Current bilby habitat in south-west Queensland / Credit: Peter McCrae

But those historical records show bilbies once occupied a much broader range of habitats and ecosystems, including heavily forested areas in southeastern Australia, and sand ridges along major rivers.

“I was really surprised at how widespread they were across such a huge range of vegetation types. And many vegetation types we don’t typically associate with bilbies,” she says.

While bilbies rapidly disappeared from populated areas from the 1890s, by the 1990s things seem to have stabilised a little. 

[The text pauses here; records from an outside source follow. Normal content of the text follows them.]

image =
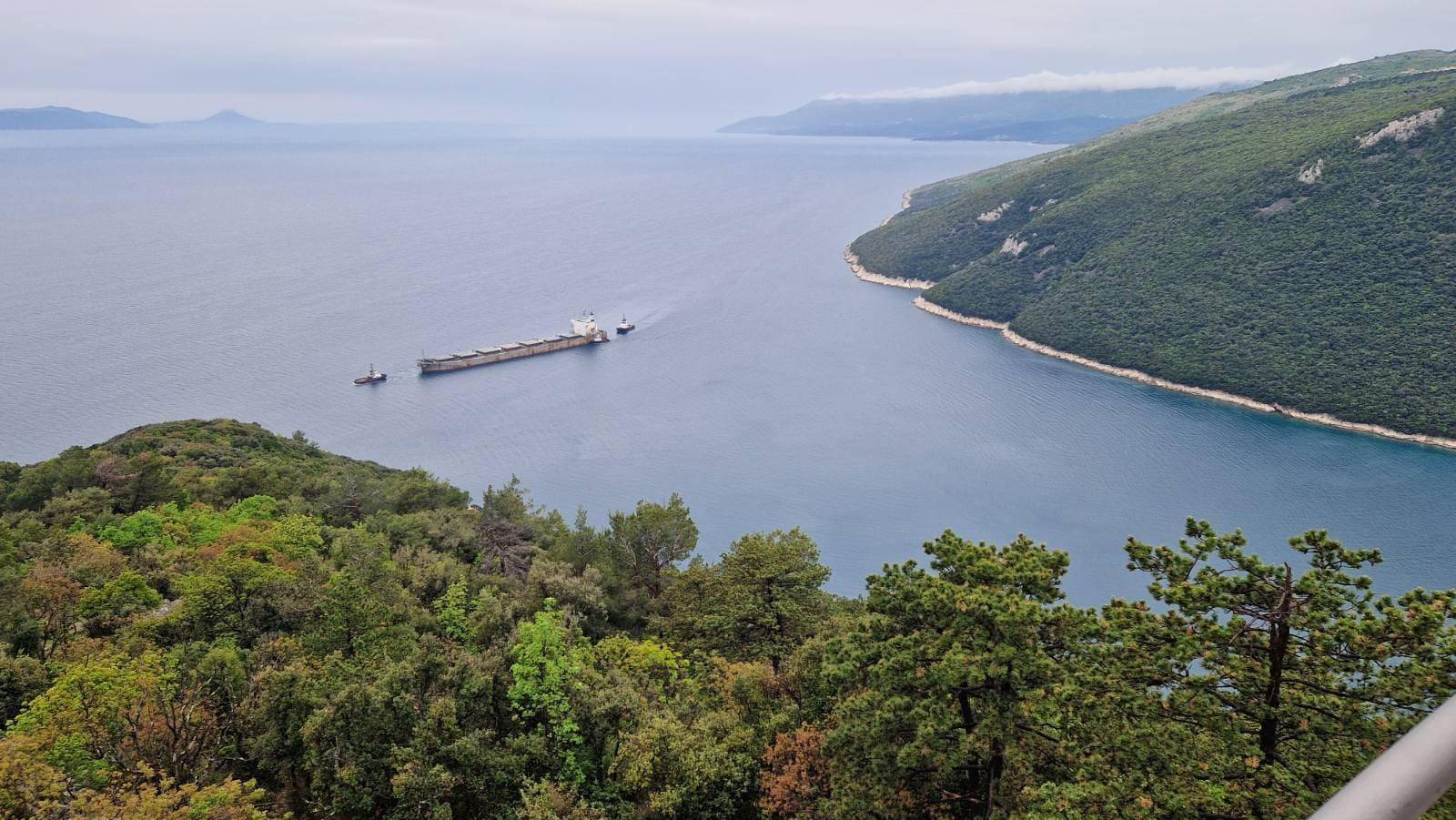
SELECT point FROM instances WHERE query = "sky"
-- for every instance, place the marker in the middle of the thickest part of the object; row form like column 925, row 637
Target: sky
column 645, row 66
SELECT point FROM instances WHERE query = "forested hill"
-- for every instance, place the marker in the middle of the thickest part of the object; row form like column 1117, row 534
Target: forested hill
column 1034, row 116
column 1295, row 244
column 204, row 619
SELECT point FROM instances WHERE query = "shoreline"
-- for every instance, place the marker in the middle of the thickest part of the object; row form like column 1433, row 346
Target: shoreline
column 1138, row 375
column 1177, row 386
column 875, row 278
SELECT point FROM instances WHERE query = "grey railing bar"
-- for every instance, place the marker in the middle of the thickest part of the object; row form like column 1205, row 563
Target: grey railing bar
column 1407, row 779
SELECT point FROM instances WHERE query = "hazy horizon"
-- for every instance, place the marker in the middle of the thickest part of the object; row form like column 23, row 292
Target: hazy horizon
column 648, row 66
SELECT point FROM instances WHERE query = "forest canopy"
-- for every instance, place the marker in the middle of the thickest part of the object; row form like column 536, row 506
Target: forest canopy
column 204, row 619
column 1293, row 242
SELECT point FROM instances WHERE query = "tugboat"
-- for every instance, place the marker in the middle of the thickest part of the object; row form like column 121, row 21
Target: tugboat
column 373, row 376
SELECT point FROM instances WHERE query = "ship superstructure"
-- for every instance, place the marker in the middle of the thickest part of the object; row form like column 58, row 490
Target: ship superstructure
column 582, row 332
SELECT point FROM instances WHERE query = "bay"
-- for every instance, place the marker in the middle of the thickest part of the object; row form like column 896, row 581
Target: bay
column 149, row 276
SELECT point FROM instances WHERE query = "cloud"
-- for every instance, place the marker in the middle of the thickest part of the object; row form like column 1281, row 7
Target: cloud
column 1091, row 82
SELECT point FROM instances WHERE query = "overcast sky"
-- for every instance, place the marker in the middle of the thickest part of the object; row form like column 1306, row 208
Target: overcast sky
column 640, row 66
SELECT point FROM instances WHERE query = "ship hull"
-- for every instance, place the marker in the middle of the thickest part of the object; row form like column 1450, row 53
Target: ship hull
column 507, row 353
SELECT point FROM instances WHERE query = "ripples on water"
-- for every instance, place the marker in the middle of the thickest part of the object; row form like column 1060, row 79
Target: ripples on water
column 159, row 276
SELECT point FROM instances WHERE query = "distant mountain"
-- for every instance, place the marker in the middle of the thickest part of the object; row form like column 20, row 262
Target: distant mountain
column 1034, row 116
column 1293, row 242
column 57, row 118
column 226, row 118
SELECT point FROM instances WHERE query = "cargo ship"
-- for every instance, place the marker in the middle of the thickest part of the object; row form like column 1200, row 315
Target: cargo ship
column 582, row 332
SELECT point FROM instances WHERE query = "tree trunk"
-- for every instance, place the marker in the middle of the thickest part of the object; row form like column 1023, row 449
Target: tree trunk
column 1279, row 648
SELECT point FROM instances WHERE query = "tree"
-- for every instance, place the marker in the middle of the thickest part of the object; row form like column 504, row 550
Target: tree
column 948, row 682
column 761, row 602
column 795, row 775
column 652, row 539
column 502, row 536
column 111, row 604
column 546, row 669
column 1296, row 679
column 453, row 612
column 50, row 599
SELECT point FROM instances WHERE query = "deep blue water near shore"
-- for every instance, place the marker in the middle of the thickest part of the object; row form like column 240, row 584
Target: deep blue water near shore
column 157, row 276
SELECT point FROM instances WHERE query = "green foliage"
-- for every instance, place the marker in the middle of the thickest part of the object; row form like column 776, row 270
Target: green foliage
column 546, row 667
column 652, row 539
column 762, row 601
column 286, row 654
column 951, row 682
column 1193, row 248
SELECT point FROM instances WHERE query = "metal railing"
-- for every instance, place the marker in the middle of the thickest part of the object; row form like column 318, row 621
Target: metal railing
column 1407, row 779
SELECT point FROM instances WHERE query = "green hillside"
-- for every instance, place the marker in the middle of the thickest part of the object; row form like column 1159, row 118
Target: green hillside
column 1273, row 245
column 203, row 619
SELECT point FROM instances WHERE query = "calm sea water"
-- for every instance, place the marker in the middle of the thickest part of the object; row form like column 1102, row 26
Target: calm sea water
column 159, row 276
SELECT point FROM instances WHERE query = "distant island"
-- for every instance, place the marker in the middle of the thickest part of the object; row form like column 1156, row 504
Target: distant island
column 60, row 118
column 226, row 118
column 1290, row 247
column 1031, row 116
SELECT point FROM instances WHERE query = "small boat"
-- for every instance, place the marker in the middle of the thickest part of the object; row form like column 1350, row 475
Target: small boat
column 373, row 376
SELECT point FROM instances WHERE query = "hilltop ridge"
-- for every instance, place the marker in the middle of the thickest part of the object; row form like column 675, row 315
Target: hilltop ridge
column 1292, row 244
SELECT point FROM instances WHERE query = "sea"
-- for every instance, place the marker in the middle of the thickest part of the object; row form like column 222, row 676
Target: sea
column 167, row 274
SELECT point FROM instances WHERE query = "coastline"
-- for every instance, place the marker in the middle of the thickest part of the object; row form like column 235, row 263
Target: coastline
column 1138, row 375
column 875, row 278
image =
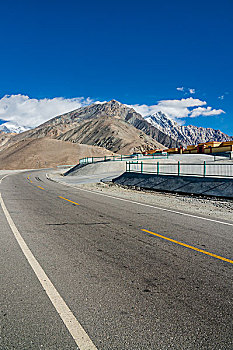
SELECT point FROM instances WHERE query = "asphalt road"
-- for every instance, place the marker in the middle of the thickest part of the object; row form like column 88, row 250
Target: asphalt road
column 127, row 288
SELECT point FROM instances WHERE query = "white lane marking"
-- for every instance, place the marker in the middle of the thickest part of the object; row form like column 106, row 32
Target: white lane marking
column 3, row 178
column 146, row 205
column 74, row 327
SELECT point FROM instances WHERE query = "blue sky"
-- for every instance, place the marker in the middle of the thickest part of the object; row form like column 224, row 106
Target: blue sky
column 137, row 52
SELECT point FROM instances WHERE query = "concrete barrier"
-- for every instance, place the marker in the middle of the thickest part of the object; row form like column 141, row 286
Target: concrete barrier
column 217, row 187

Silcock says that’s no coincidence given the ‘90s marked rising public awareness about the bilby, thanks to the efforts of ‘bilby brothers’ McRae and Frank Manthey in Queensland, South Australia’s Foundation for Rabbit Free Australia and many others around the country.  

“It’s not a coincidence that the Easter Bilby took off then,” she adds.


Read more about bilbies: Social lives of bilbies more complex than previously thought


This year, Haigh’s Chocolates is marking 30 years since it first produced chocolate Easter Bilbies as a replacement for traditional rabbits. The company’s website says the idea was proposed to the company by a park ranger hoping to draw attention to the environmental damage being caused by rabbits, and the bilby’s struggle for survival.

Easter bilbies / Credit: Haigh’s Chocolates

Haigh’s says the chocolate marsupials “were an instant hit with our customers”, leading to a complete phase out of Easter Bunnies two years later.

More than a million chocolate bilbies have since been sold, with part proceeds of the sales donated to bilby conservation efforts. Other chocolate makers have also taken up the idea.

Peter Day is the executive officer for environmental charity, Rabbit-Free Australia, the first to propose the Easter Bilby concept in 1991.

The idea sprung from wanting to bring public attention to the harm rabbits cause in the landscape and efforts needed to bring back native plants and animals, he tells Cosmos.

“The bilby has been a great champion for the cause,” he says. For the organisation it’s a way of highlighting the impact of rabbits have on the environment more broadly and the need to control introduced species if we want to see the return of native plants and animals.

For Silcock, seeing a bilby in the wild remains “one of the most goose-bumpy moments you’re ever going to get”. 

“They’re just so charismatic, the way they hop around. They’re amazing creatures.”